Renungan Harian, Kamis: 17 Agustus 2017, Mat. 22:15-21

UJUH puluh dua tahun yang lalu, atas nama seluruh rakyat Indonesia, Soekarno dan Hatta menyataan kemerdekaan bangsa Indonesia sebagai sebuah bangsa yang berdaulat. Selama bertahun-tahun para pejuang bangsa telah berusaha memperjuangkan kemerdekaan itu dengan merebutnya dari tangan bangsa asing yang menjajah negeri ini. Dalam cahaya iman akan Allah, kita memandang momentum sejarah itu sebagai saatnya Allah mengabulkan jeritan putra-putrinya selama berabad-abad.

Pada hari bersejarah ini, kita diingatkan lagi oleh pesan-pesan Allah lewat Kitab Suci untuk memaknai perjuangan mengisi kemerdekaan itu. Kitab Putra Sirakh menyajikan sejumlah nasihat bagaimana menjadi pemimpin bijaksana, bertanggung jawab dan mencintai rakyatnya sebagai orang yang dipilih dan dipimpin oleh Allah. Rasul Petrus mengingatkan sikap warga yang perlu taat kepada pemimpin negara. Yesus meragkum semua itu dalam, “berikanlah kepada kaisar apa yang menjadi hak kaisar, dan kepada Allah apa yang menjadi hak Allah” (Mat.22:21)

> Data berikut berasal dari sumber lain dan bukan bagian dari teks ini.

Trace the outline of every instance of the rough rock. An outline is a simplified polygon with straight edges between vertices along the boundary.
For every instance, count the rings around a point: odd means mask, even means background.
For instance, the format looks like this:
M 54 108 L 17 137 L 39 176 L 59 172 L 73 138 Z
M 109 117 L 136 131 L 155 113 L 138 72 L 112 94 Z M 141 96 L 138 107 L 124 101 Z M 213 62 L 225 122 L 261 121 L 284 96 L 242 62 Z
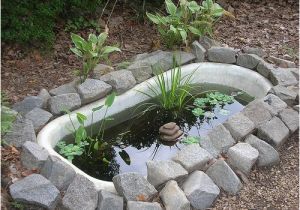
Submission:
M 282 68 L 295 68 L 296 64 L 292 61 L 284 60 L 281 58 L 276 58 L 274 56 L 269 56 L 269 60 L 274 63 L 275 65 L 282 67 Z
M 290 86 L 298 84 L 294 74 L 282 68 L 271 70 L 270 80 L 273 85 Z
M 215 148 L 208 136 L 203 136 L 199 142 L 200 146 L 208 151 L 214 158 L 217 158 L 220 152 Z
M 225 123 L 225 128 L 229 130 L 236 141 L 243 140 L 247 135 L 255 130 L 255 124 L 242 113 L 235 114 Z
M 285 109 L 279 113 L 279 118 L 288 127 L 290 133 L 294 133 L 299 128 L 299 114 L 293 109 Z
M 195 209 L 209 208 L 220 194 L 218 186 L 202 171 L 190 174 L 182 189 Z
M 190 210 L 190 202 L 174 180 L 167 182 L 159 196 L 166 210 Z
M 229 148 L 227 155 L 229 165 L 247 175 L 255 164 L 259 153 L 248 143 L 237 143 Z
M 34 108 L 25 115 L 25 118 L 32 121 L 35 131 L 39 131 L 53 117 L 50 112 L 41 108 Z
M 206 50 L 208 50 L 211 47 L 218 47 L 220 46 L 220 43 L 216 40 L 213 40 L 209 38 L 208 36 L 201 36 L 199 38 L 199 44 L 201 44 Z
M 211 47 L 207 51 L 208 60 L 217 63 L 235 63 L 236 51 L 228 47 Z
M 104 64 L 97 64 L 97 66 L 93 70 L 93 79 L 100 79 L 104 74 L 114 71 L 114 68 Z
M 123 198 L 111 192 L 101 190 L 98 193 L 97 210 L 123 210 Z
M 49 93 L 52 96 L 58 96 L 58 95 L 67 94 L 67 93 L 77 93 L 76 88 L 75 88 L 77 84 L 79 84 L 79 80 L 74 80 L 70 83 L 61 85 L 57 88 L 50 90 Z
M 274 94 L 268 94 L 262 100 L 265 107 L 273 116 L 287 107 L 287 104 Z
M 290 71 L 299 81 L 299 68 L 287 68 L 286 70 Z
M 157 202 L 128 201 L 127 210 L 162 210 L 162 208 Z
M 47 109 L 48 108 L 48 100 L 51 98 L 48 90 L 46 90 L 44 88 L 41 89 L 37 96 L 43 100 L 43 106 L 42 107 L 44 109 Z
M 297 111 L 298 113 L 299 113 L 299 109 L 300 109 L 299 104 L 293 106 L 293 110 Z
M 9 132 L 2 139 L 9 145 L 21 147 L 26 141 L 36 142 L 36 136 L 33 124 L 28 119 L 17 119 Z
M 232 138 L 230 132 L 222 124 L 214 127 L 207 136 L 218 151 L 218 154 L 226 153 L 229 147 L 235 144 L 235 140 Z
M 278 117 L 273 117 L 270 121 L 258 127 L 257 130 L 257 137 L 276 147 L 280 147 L 288 136 L 289 129 Z
M 77 174 L 62 199 L 62 207 L 69 210 L 95 210 L 98 193 L 94 184 L 86 177 Z
M 59 191 L 46 178 L 31 174 L 9 187 L 12 198 L 21 203 L 54 209 L 59 200 Z
M 76 175 L 71 166 L 58 157 L 51 155 L 44 164 L 41 174 L 59 190 L 66 190 Z
M 205 60 L 206 49 L 198 41 L 192 43 L 192 51 L 196 56 L 196 62 L 203 62 Z
M 21 162 L 27 169 L 41 169 L 49 153 L 35 142 L 26 141 L 22 145 Z
M 274 70 L 275 67 L 273 64 L 270 64 L 266 61 L 260 61 L 256 67 L 258 73 L 260 73 L 265 78 L 269 78 L 271 71 Z
M 86 79 L 76 88 L 80 95 L 82 104 L 87 104 L 103 98 L 112 89 L 111 85 L 97 79 Z
M 263 59 L 254 54 L 240 54 L 237 57 L 236 64 L 248 69 L 255 69 Z
M 264 58 L 267 54 L 261 49 L 261 48 L 256 48 L 256 47 L 244 47 L 242 49 L 242 51 L 244 53 L 247 53 L 247 54 L 255 54 L 261 58 Z
M 64 110 L 72 111 L 81 106 L 80 96 L 77 93 L 68 93 L 53 96 L 49 100 L 49 108 L 52 114 L 59 115 Z
M 28 96 L 23 101 L 17 102 L 12 106 L 13 110 L 16 110 L 22 115 L 27 114 L 34 108 L 42 108 L 43 99 L 38 96 Z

Kemerdekaan sudah dimaklumkan. Tugas kita sebagai warga adalah membangun negeri ini menjadi tempat di mana anak-anak negeri ini mengalami dan mengaktualisasikan kemerdekaannya yang sejati, yakni kemerdekaan sebagai anak-anak Allah yang cinta damai dan cinta tanah air, yang rukun dan bersaudara dengan semua orang tanpa pandang suku, agama, rasa, dsb.

Ya Allah, syukur atas kurnia kemerdekaan ini; mampukanlah aku untuk turut serta membangun negeri ini menjadi tempat hunian yang aman, damai dan sejahtera. Amin.